Headden and others are posting some statements that may mislead the unwary. 

In the type C. pauli and M. gui (probably the same species) the distal 
primaries (folded over the femur in C. pauli, not to be confused with the 
more distal tibia based feathers) are actually quite long, indeed they are 
longer relative to the hand in both specimens, and in that sense are closer 
to the modern avian condition than is Archaeopteryx. The most proximal 
preserved ulna feathers are also long, about as long as the ulna, maybe 
longer - it being difficult to be exact from the photos, and there are badly 
placed sediment breaks in both specimens.

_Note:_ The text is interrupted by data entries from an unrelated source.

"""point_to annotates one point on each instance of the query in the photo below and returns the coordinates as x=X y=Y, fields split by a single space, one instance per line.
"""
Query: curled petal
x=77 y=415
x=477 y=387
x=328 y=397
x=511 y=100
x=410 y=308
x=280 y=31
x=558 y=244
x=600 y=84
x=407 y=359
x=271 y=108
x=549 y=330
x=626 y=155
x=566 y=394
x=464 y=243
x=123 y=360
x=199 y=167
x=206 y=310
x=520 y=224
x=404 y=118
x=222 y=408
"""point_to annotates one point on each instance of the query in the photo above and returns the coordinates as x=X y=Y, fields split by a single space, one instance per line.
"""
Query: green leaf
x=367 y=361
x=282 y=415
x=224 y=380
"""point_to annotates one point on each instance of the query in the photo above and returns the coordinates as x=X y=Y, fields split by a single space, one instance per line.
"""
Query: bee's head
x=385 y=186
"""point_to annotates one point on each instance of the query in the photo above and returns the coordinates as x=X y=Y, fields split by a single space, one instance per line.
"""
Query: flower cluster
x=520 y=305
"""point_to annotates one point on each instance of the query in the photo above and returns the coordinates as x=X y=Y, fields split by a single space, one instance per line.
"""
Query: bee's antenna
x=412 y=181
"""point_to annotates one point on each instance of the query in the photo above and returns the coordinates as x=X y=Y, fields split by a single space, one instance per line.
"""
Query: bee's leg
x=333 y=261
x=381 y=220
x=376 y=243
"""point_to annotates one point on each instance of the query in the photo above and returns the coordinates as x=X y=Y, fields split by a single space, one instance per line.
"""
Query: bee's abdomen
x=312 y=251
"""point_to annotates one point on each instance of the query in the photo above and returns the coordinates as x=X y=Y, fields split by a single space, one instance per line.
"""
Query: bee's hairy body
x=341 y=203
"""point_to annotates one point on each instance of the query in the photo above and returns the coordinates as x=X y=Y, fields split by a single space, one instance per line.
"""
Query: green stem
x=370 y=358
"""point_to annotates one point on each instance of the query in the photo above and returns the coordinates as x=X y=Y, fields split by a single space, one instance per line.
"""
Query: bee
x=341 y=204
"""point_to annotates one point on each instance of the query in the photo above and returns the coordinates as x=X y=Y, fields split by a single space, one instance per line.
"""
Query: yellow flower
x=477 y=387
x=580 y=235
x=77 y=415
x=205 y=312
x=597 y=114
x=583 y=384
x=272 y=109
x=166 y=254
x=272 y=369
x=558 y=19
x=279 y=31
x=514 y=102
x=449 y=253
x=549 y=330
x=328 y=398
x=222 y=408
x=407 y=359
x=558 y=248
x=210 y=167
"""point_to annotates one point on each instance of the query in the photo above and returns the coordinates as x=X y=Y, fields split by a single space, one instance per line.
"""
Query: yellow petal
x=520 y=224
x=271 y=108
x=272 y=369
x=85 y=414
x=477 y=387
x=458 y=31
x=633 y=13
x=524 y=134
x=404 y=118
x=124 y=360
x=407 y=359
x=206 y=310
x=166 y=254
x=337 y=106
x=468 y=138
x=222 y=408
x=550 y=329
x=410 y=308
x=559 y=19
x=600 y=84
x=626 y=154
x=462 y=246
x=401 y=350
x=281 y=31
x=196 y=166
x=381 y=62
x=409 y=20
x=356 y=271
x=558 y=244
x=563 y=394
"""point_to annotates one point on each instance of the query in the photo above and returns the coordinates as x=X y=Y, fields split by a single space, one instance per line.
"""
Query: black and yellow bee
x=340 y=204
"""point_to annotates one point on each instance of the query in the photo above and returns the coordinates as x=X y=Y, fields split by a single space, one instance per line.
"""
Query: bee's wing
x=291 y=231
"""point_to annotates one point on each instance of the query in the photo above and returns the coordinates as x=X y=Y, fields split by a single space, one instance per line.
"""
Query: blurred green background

There certainly is no reason to 
think that the innermost feathers shortened dramatically as restored in the 
top view illustration, this does not happen in flying  birds. When the wing 
is posed in a normal flight position it has a moderate, fairly typical forest 
bird chord/span ratio, and the span and area/mass ratios plot in the middle 
of the flying avian range, and are similar to Archaeopteryx. The wings were 
therefore fully capable of generating as much lift as modern bird wings, and 
had high thrust potential as well. The large size of the wings is readily 
apparent in the articulated type M. gui. To consider these enormous, fully 
refined arm wings merely maneuvering control surfaces, or compare them the 
dinky little, symmetrical, frayed edged feather arrays on the wee arms of 
Caudipteryx, is absurd. 

As I detail in DA, the Johel dromaeosaurs have a large set of arm, pectoral 
girdle, and trunk adaptations for advanced flight not present in 
Archaeoptryx, which itself was probably a competent powered flier, not just a 
glider. In no regard are the flight adaptations of the dromaeosaurs' 
forelimbs inferior (read the descriptions of the various Johel coracoids and 
study the illustrations carefully).
 
The spherical femoral head of the type Sinornithosaurus is pictured in the 
Nature description, my hi-res photos verify it. Combined with the splayed out 
hindlegs of the completely articulated spread eagled sinornithosaur later 
described in Nature and the presence of well developed leg wings, the burden 
is upon those who wish to challange the ability of Johel dormaeosaur legs to 
sprawl. Citing the condition on later dromaeosaurs and troodonts is not 
pertinent since these are more derived, smaller armed, flightless forms that 
had no need for sprawling, spherical femoral heads. It is called evolution, 
in this case reversal (probably genetically simple) to the ancestoral 
condition due to a return to the ancestoral, nonvolant lifestyle. 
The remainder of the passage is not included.